0

I am trying to Create an Athena Table that makes use of both Projected Partitioning and Bucketing (CLUSTERED BY). I'm doing this to get a side by side performance comparison for our dataset with and without using Bucketing. Through my tests, this does not seem to be supported. But I cannot find anything in the documentation that explicitly states this. So I'm assuming that I'm missing something. Bucketing works with normal Partitioning, but I'm trying to make use Projected Partitioning so that I do not have to maintain the Partitions in the Glue Catalog.

This my setup. I have an existing Athena Table that is setup to read Gzipped Parquet files on S3. This all works. In order to create the Bucketed version of my Table(s), I'm using Athena CTAS to create Bucketed Gzipped Parquet Files. The CTAS files are written to a staging location and then I move them to a location that fits my storage structure. I then try to create a new Table that points to the bucketed data and try to enable Projected Partitioning and Bucketing in the Table setup. I've used both Athena SQL and AWS Wrangler's create_parquet_table to do this.

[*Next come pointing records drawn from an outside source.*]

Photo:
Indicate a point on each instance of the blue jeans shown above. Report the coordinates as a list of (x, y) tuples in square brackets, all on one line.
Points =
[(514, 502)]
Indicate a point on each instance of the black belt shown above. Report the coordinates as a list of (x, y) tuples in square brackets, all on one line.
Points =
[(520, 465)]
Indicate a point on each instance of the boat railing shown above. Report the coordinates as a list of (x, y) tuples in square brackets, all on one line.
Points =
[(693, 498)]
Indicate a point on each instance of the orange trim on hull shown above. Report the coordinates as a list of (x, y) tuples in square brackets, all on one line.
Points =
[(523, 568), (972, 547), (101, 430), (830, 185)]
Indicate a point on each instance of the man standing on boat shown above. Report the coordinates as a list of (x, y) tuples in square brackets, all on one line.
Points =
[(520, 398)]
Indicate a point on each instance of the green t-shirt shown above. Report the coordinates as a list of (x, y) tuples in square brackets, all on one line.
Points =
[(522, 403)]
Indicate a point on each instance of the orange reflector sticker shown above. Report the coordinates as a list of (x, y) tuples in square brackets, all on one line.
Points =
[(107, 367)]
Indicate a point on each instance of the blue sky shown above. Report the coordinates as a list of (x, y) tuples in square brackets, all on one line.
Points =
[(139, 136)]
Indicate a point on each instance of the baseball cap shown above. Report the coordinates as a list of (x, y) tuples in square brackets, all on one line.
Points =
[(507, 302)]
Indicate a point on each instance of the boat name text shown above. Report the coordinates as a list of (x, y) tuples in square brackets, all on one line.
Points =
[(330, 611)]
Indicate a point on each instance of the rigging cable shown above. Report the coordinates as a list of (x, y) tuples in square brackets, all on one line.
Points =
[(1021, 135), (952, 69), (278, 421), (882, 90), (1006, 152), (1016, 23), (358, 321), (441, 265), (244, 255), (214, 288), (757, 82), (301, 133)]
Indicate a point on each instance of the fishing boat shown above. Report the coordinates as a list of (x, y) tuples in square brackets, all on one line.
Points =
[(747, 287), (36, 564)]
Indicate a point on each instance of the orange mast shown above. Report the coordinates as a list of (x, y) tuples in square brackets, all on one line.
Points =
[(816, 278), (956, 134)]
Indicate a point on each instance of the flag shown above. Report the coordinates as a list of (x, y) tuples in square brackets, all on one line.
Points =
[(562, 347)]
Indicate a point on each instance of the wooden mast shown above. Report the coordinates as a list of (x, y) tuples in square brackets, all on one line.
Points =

Here is the original CTAS SQL that creates the Bucketed Files:

CREATE TABLE database_name.ctas_table_name
WITH (
   external_location = 's3://bucket/staging_prefix',
   partitioned_by = ARRAY['partition_column'],
   bucketed_by = ARRAY['index_column'],
   bucket_count = 10,
   format = 'PARQUET'
)
AS
SELECT 
   index_column, 
   partition_column
FROM database_name.table_name;

The files produced from the above CTAS are then moved from the staging location to the actual location, let's call it 's3://bucket/table_prefix'. This results in a s3 structure like:

s3://bucket/table_prefix/partition_column=xx/file.bucket_000.gzip.parquet s3://bucket/table_prefix/partition_column=xx/file.bucket_001.gzip.parquet ... s3://bucket/table_prefix/partition_column=xx/file.bucket_009.gzip.parquet

So 10 Bucketed file per partition.

Then the SQL to create the Table on Athena

CREATE TABLE database_name.table_name (
   index_column bigint,
   partition_column bigint
)
CLUSTERED BY (index_column) INTO 10 BUCKETS
ROW FORMAT SERDE 
  'org.apache.hadoop.hive.ql.io.parquet.serde.ParquetHiveSerDe' 
STORED AS INPUTFORMAT 
  'org.apache.hadoop.hive.ql.io.parquet.MapredParquetInputFormat' 
OUTPUTFORMAT 
  'org.apache.hadoop.hive.ql.io.parquet.MapredParquetOutputFormat'
LOCATION
  's3://bucket/table_prefix'
TBLPROPERTIES (
  'classification'='parquet', 
  'compressionType'='gzip', 
  'projection.enabled'='true',
  'projection.index_column.type'='integer',
  'projection.index_column.range'='0,3650',
  'typeOfData'='file'
);

If I submit this last CREATE TABLE SQL, it succeeds. However, when selecting from the table, I get the following error message:

HIVE_INVALID_BUCKET_FILES: Hive table 'database_name.table_name' is corrupt. Found sub-directory in bucket directory for partition: <UNPARTITIONED>

If I try to create the Table using the affore mentioned awswrangler.catalog.create_parquet_table, which looks like this:

response = awswrangler.catalog.create_parquet_table(
  boto3_session       = boto3_session,
  database            = 'database_name',
  table               = 'table_name',
  path                = 's3://bucket/table_prefix',
  partitions_types    = {"partition_column": "bigint"},
  columns_types       = {"index_column": "bigint", "partition_column": "bigint"},
  bucketing_info      = (["index_column"], 10),
  compression         = 'gzip',
  projection_enabled  = True,
  projection_types    = {"partition_column": "integer"},
  projection_ranges   = {"partition_column": "0,3650"},
)

This API call raises the following exception:

awswrangler.exceptions.InvalidArgumentCombination: Column index_column appears as projected column but not as partitioned column.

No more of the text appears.